Das Problem: Vertreter der offiziellen Schweiz dürfen kein besetztes israelisches Gebiet besuchen – die Schweiz anerkennt es nicht, nach ihrer Auffassung handelt es sich um syrischen Boden. Die Bundesbeamten des VBS verstiessen also direkt gegen die vom Bundesrat beschlossene und vom Parlament bestätigte Aussenpolitik der Eidgenossenschaft.
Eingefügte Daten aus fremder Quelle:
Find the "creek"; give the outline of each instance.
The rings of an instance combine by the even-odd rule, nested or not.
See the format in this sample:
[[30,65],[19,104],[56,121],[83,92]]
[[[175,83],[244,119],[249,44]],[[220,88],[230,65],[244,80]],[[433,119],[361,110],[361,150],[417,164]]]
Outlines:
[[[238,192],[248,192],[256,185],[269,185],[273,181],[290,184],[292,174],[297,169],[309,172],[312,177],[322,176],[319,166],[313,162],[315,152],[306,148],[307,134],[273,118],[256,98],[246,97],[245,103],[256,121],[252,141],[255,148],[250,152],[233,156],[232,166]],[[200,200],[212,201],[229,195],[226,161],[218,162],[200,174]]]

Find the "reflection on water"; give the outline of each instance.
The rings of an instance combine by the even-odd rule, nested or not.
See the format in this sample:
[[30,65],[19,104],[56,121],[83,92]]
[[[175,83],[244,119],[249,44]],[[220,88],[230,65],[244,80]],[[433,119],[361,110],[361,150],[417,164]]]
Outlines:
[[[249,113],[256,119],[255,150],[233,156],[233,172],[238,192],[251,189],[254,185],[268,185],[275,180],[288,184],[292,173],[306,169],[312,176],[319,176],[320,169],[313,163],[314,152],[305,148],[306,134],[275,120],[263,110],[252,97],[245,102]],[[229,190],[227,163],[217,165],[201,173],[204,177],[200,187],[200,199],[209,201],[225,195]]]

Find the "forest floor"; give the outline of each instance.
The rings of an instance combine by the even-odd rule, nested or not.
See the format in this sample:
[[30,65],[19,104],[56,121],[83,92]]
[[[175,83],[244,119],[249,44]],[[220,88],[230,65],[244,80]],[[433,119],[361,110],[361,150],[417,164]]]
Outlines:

VBS habe Brisanz «nicht bemerkt»

Das Departement von SVP-Bundesrat Guy Parmelin (57) flüchtet sich in Ausreden: Zum Zeitpunkt der Tests 2012, 2013 und 2015 (damals noch mit Bundesrat Ueli Maurer als Departementschef) sei nicht erkannt worden, dass die Ortschaft Pik, wo die Drohnen getestet wurden, auf besetztem Gebiet liege. Man habe daher «nicht bemerkt», dass «offizielle Vertreter der Schweiz dieses Gebiet nicht betreten dürfen», heisst es in einer Mitteilung. 

Parmelins Departement spricht von einer «Kommunikationspanne». Übersetzt heisst dies, dass seine Leute sich schlicht nicht mit Vertretern des EDA über die Drohnentests abgesprochen haben. Geschweige denn, ihren Besuch in Isreal anmeldeten. 

«Das ist keine Kommunikationspanne, sondern ein Skandal!», enerviert sich SP-Nationalrat und Aussenpolitiker Carlo Sommaruga (GE, 58). Es sei «unglaublich», wie das VBS sich verhalte. Jeder Parlamentarier, der nach Israel reise, informiere sich zuvor genauestens über die Haltung der Schweizer Aussenpolitik zu dem Gebiet, das er besuche. «Und diese Armasuisse-Leute und das VBS sprechen sich nicht einmal mit dem EDA ab, bevor sie Rüstungsmaterial auf israelischem Boden testen.»

Sommaruga fordert jetzt einen institutionellen Kommunikationskanal, der alle Tätigkeiten im Ausland, die das VBS, die Armee und Armasuisse betreffen, auf seine völkerrechtliche Legitimation prüft. «So etwas darf nie mehr passieren. Das ist mehr als peinlich.»

Büchel: VBS-Beamte sollen künftig «das Hirn einschalten»

Auch beim Präsidenten der Aussenpolitischen Kommission, Roland Rino Büchel (SVP/SG), sorgt der Eklat für Ärger. Er lobt zwar brav seinen eigenen Bundesrat. Parmelin habe «sofort und richtig» reagiert. «Künftig gehe ich aber davon aus, dass seine Beamten erstens das Hirn einschalten und zweitens mit dem EDA reden. So bleiben uns beim nächsten Mal derartige Peinlichkeiten erspart», so der St. Galler.

Für SP-Aussenpolitiker Tim Guldimann (67), einst Botschafter im Iran, ist die Behauptung des VBS, es sei sich der Brisanz der Aktion nicht bewusst gewesen, «naiv und skandalös».

Guldimann kann sich einen Seitenhieb gegen die SVP nicht verkneifen: Schliesslich diene die Neutralität der Rechtspartei stets als «antieuropäisches Sturmgeschütz». Ausgerechnet in der Rüstungspolitik vergesse das von ihr geführte Departement diese Prinzipien.

Zudem zeige die Aktion «die Fragwürdigkeit der Rüstungszusammenarbeit mit Israel, das sich juristisch im Kriegszustand mit anderen Staaten befindet», so Guldimann. «Es geht hier um unsere politische Glaubwürdigkeit in der Region.»